= Rajeev Bagga =

Indian born deaf badminton player

Rajeev Bagga (born 6 April 1967) is an Indian born deaf badminton player, who represents Britain.

He was Indian national champion, and reached main stage of the 1990 All England Open Badminton Championships, the only deaf person to do so. He has won 12 golds and been singles champion at the Deaflympics from 1989 to 2001, and was named
'Deaflympian of the Century' by the Comité International des Sports des Sourds (International Committee of Deaf Sports) in 2001. In 1991, he won India's highest sports honour, the Arjuna award.

==Life==
Rajeev comes from an army family. At 12 months, he lost his hearing forever after a severe bout of meningitis.

His father, Brigadier S R Bagga, was an active racquet sportsman. His mother was also a state-level badminton player. His brother and sister are also sportsmen, his brother having played at the national level in squash, and also defeated him in a key badminton finals in 1981.

Initially, Rajeev used to prefer playing squash. In 1981 he won the
sub-junior title in squash (at age 13). Subsequently, however, he moved to badminton where "eyesight would be more effective than hearing". He played in the Junior nationals for several years, and won the Maharashtra state level championship five times in a row, and eventually became national champion in 1991.

In 1990, he reached the main stage of the All-England open, defeating the Korean player Ahen Chang in the third round of the qualification.

Despite his deafness, Bagga is also a notable doubles player, and won the national championships in 1997, partnering with Vinod Kumar.

Like most Indian players, he had difficulties with sports officialdom. In 1993 his participation in the Deaflympics was not formalized by the Badminton Association of India and led to considerable controversy.

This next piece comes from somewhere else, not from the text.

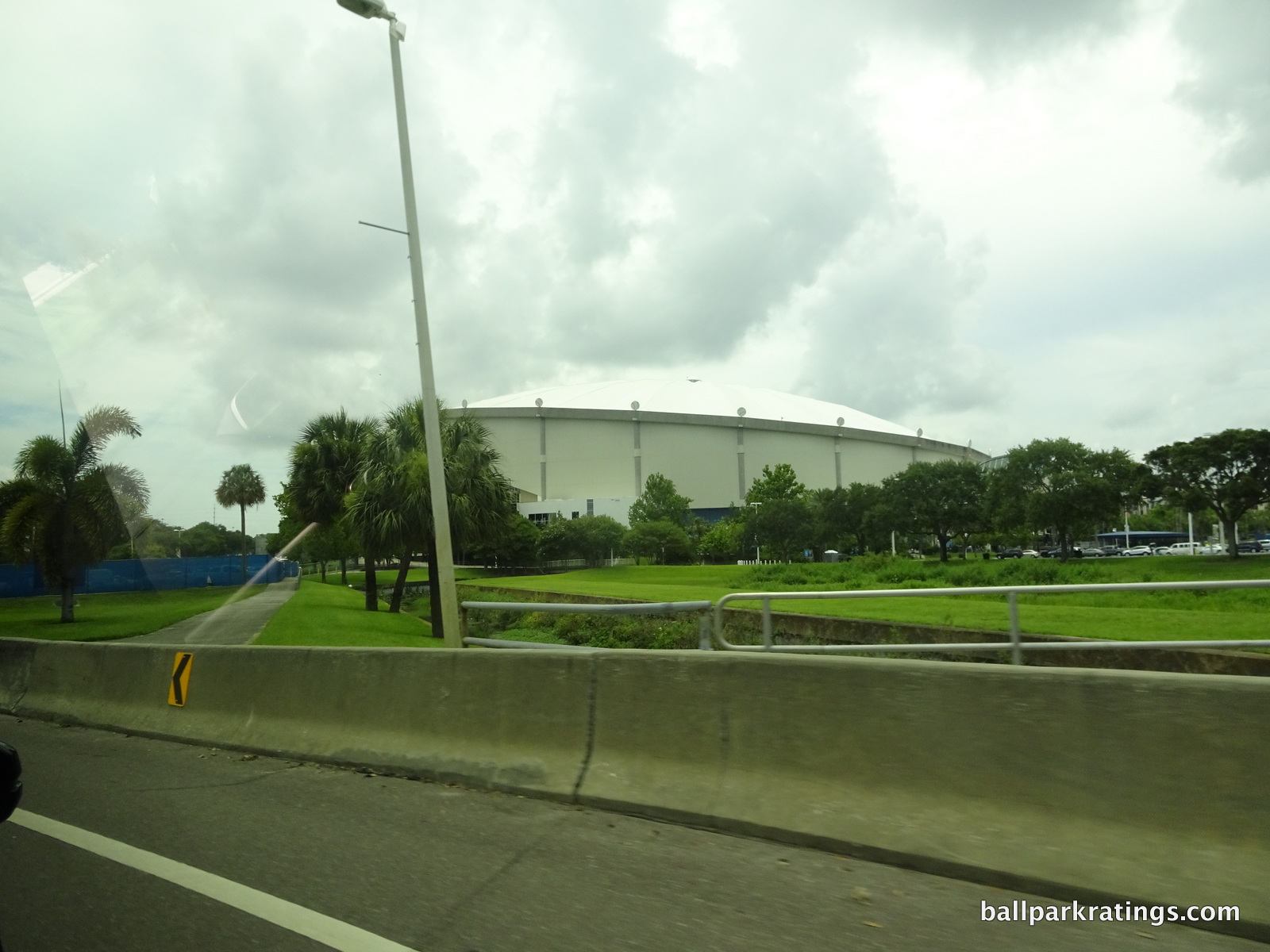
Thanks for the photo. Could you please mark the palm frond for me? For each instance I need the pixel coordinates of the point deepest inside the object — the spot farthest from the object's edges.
(127, 484)
(95, 429)
(46, 461)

He remains active in sports, and won the 2008 All-England veteran men's singles (over 40). He narrowly missed his sixth Deaflympics gold in 2009. 2003 and 2007 he won the gold medal in the men's singles at the World Deaf Badminton Championships.

===Impact of deafness on game===
His game was affected by not being able to hear the line judge's or umpire's calls. Particularly difficult for him is knowing the score. In one match, he had been mentally counting the score, and thought it had reached 15. As he started walking to the other side, the umpire drew his attention that the match was not over; the score was then 13, and not 15.

Representing the national team or in other team situations, the coaches' exhortations would be completely lost to him. In doubles matches, he cannot hear the shouts of the partner. In one match, the players were being called by the umpire. Though he was present in the arena, he could not hear, and the umpire had decided the match as a default before he could realize.

===Personal life===
Rajeev is currently a UK citizen and lives in Coventry, England, where he is a badminton coach. He is married and they have a son together named Rajit Bagga.